Capítulo 2: Fragmentos de Memórias

 Gustavo estava sentado em seu quarto, a janela aberta deixava o vento frio da noite entrar. No fundo, ele ouvia o som abafado da TV na sala, onde sua mãe assistia a um programa qualquer. Ele encarava o teto, tentando organizar os pensamentos. Mas, como sempre, eles se espalhavam em várias direções, todos convergindo para o mesmo ponto incômodo: seu pai.

Fechou os olhos, buscando na mente uma lembrança qualquer que não estivesse borrada pelo tempo. Lembranças de quando seu pai ainda estava por perto.

Ele conseguia se lembrar vagamente de uma risada alta, que enchia a casa. Era contagiante, fazendo Gustavo rir sem saber exatamente o motivo. Lembrava-se também de mãos fortes que o erguiam no ar, o fazendo voar como um super-herói.

— Vamos, campeão! — a voz de Sérgio ecoava na sua memória, embora já estivesse fraca, quase como se pertencesse a outra pessoa. Gustavo lembrava de como seu pai o chamava de “campeão”, algo que ele não ouvia mais desde que Sérgio foi embora.

As imagens vinham e iam, desconexas. Era como tentar assistir a um filme antigo, com pedaços faltando. O rosto de Sérgio, sempre desfocado, escapava de sua mente antes que ele pudesse se fixar em detalhes. Gustavo se lembrava mais dos sentimentos que essas memórias traziam — o calor, a sensação de ser protegido — do que da presença física do pai.

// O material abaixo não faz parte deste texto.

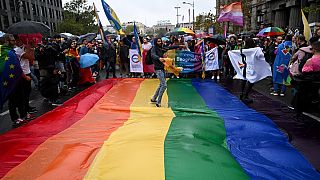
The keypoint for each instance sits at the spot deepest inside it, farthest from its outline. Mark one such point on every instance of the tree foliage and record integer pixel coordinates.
(78, 18)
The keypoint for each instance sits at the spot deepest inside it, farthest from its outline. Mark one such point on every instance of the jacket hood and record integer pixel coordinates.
(307, 49)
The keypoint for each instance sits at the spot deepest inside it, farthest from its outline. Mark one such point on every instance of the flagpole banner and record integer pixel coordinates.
(136, 65)
(112, 131)
(250, 64)
(232, 13)
(212, 60)
(188, 61)
(112, 17)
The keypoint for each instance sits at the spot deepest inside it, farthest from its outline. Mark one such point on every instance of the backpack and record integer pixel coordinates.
(149, 58)
(296, 67)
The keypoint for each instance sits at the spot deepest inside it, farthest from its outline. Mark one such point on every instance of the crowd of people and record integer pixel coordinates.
(53, 65)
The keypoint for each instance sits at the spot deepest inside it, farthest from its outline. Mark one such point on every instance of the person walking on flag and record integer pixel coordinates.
(158, 59)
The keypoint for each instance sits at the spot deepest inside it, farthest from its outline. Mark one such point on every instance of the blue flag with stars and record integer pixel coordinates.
(10, 72)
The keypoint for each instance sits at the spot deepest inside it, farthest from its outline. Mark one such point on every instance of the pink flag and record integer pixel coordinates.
(232, 13)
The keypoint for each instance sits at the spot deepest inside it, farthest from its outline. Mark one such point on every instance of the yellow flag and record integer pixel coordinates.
(306, 27)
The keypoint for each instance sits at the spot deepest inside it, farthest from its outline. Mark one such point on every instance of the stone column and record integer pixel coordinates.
(295, 20)
(280, 19)
(9, 12)
(314, 16)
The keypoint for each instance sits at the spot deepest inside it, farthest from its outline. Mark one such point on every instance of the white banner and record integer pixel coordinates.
(135, 64)
(251, 66)
(212, 61)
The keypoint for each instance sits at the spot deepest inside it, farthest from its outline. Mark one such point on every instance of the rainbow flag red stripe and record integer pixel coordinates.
(112, 131)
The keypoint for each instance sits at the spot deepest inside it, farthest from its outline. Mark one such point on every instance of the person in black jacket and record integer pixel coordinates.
(157, 55)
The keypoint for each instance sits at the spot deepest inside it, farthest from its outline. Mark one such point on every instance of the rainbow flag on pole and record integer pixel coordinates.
(112, 131)
(101, 31)
(232, 13)
(138, 42)
(306, 28)
(112, 17)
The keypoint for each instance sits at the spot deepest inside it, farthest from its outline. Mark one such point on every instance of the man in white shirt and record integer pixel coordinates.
(146, 45)
(25, 59)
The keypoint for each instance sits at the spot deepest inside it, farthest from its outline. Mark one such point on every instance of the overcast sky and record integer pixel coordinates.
(149, 12)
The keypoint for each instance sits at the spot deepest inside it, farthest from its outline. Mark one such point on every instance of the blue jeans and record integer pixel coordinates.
(276, 88)
(162, 86)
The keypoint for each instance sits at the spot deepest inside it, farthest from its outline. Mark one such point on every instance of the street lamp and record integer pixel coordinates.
(192, 12)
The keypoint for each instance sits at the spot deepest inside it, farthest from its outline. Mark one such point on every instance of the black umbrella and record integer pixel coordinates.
(29, 27)
(89, 37)
(217, 39)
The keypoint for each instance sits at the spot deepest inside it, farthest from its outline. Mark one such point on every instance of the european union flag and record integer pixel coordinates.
(112, 17)
(10, 72)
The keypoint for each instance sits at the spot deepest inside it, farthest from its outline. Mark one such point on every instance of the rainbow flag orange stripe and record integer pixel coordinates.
(197, 134)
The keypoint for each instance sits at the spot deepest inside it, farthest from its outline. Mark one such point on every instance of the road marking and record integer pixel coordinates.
(4, 113)
(7, 112)
(312, 116)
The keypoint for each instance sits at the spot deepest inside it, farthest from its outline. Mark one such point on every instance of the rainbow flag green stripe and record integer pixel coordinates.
(195, 146)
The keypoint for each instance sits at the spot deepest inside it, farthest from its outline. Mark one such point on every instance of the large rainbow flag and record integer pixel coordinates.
(111, 131)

Ele abriu os olhos e se levantou da cama, irritado. Não conseguia mais lembrar do rosto do próprio pai. Como era possível?

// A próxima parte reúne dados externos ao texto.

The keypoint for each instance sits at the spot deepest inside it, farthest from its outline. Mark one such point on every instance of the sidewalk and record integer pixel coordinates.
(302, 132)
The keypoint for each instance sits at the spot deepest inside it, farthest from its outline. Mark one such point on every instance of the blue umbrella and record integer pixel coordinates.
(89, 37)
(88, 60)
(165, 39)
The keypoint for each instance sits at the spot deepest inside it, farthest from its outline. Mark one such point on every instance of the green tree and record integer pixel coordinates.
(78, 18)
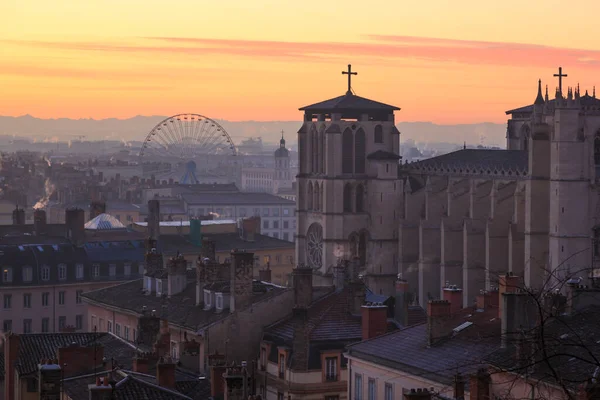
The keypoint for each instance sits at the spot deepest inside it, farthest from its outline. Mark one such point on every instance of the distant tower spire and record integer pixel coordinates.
(539, 99)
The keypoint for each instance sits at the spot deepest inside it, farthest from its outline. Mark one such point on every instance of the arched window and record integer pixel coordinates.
(360, 198)
(360, 143)
(378, 134)
(362, 248)
(348, 198)
(597, 149)
(347, 151)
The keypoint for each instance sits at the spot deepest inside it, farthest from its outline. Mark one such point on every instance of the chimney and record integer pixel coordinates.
(75, 225)
(11, 354)
(165, 372)
(303, 288)
(453, 295)
(519, 314)
(264, 275)
(250, 227)
(154, 220)
(176, 275)
(483, 300)
(241, 282)
(438, 314)
(479, 386)
(402, 300)
(508, 283)
(18, 216)
(417, 394)
(374, 320)
(459, 387)
(148, 328)
(39, 221)
(162, 346)
(101, 390)
(216, 363)
(97, 207)
(75, 359)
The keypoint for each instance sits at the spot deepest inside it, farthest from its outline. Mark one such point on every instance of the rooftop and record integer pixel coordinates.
(236, 198)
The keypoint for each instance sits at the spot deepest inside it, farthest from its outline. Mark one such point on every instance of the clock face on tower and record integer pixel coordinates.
(314, 246)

Caminhou até o espelho no canto do quarto e olhou para si mesmo. Tentou imaginar se era parecido com Sérgio. Algumas pessoas diziam que sim, especialmente pelo formato do rosto. Outras diziam que ele tinha o jeito calmo da mãe, Adriana. Mas Gustavo não sabia. Como poderia saber, se mal conseguia lembrar do homem?

Enquanto fitava o espelho, flashes de outras lembranças surgiam. Não eram boas como as primeiras. Ele se lembrou de uma briga, quando tinha uns cinco anos. Estava escondido atrás do sofá, assistindo ao confronto entre seus pais. Gritos ecoavam pela sala.

— Você não pode simplesmente sair assim, Sérgio! — A voz da mãe soava desesperada.

— Eu não aguento mais isso, Adriana! — Sérgio respondeu, os punhos cerrados ao lado do corpo. — Eu preciso de espaço, eu preciso respirar.

Gustavo não entendia muito na época, mas lembrava-se da raiva nas palavras do pai. Raiva que, depois, parecia ter se transformado em distância, até que Sérgio simplesmente desapareceu. Não houve despedidas, explicações, apenas o vazio.

Ele piscou, voltando para o presente. A imagem de si mesmo no espelho o encarava. Havia uma confusão em seus olhos que ele não sabia explicar, um misto de raiva e tristeza, algo que ele evitava sentir, mas que estava sempre ali, à espreita.

— Por que ele foi embora? — Gustavo sussurrou para si mesmo novamente, pela milésima vez.

Essa pergunta era como um fantasma que o seguia onde quer que fosse. Na escola, enquanto assistia aos colegas jogando futebol com seus pais na arquibancada, Gustavo sentia um peso no peito. Cada vez que via um pai abraçando o filho, algo dentro dele se apertava, e ele desviava o olhar, fingindo que aquilo não importava.

Mas importava. Importava muito.

Na última semana, ele viu o pai de Felipe, um de seus colegas, levando-o para casa após o treino de basquete. Eles riam, conversavam sobre o jogo. O som da risada de Felipe ecoava no corredor da escola, e Gustavo apertou o punho, sem saber exatamente por que aquilo o incomodava tanto. Ele queria que aquilo fosse normal para ele também. Queria poder ter um pai que o levasse para casa, que assistisse seus jogos, que estivesse ali.

Gustavo se afastou do espelho, sentindo o coração bater mais forte no peito. Ele pegou o celular da mesa e abriu a galeria de fotos. Havia poucas imagens antigas ali, mas ele se lembrou de uma em especial. Rolou a tela até encontrar o que procurava: uma foto sua com o pai, na praia, quando ele tinha uns quatro anos. Ele estava no colo de Sérgio, sorrindo, com o sol iluminando seus rostos.

Mas mesmo na foto, o rosto do pai parecia distante, como se pertencesse a um passado que Gustavo não conseguia mais alcançar.

Ele fechou o celular com um suspiro e o largou na cama. Lá fora, a noite seguia seu curso, fria e silenciosa, assim como os pensamentos que rodavam em sua mente.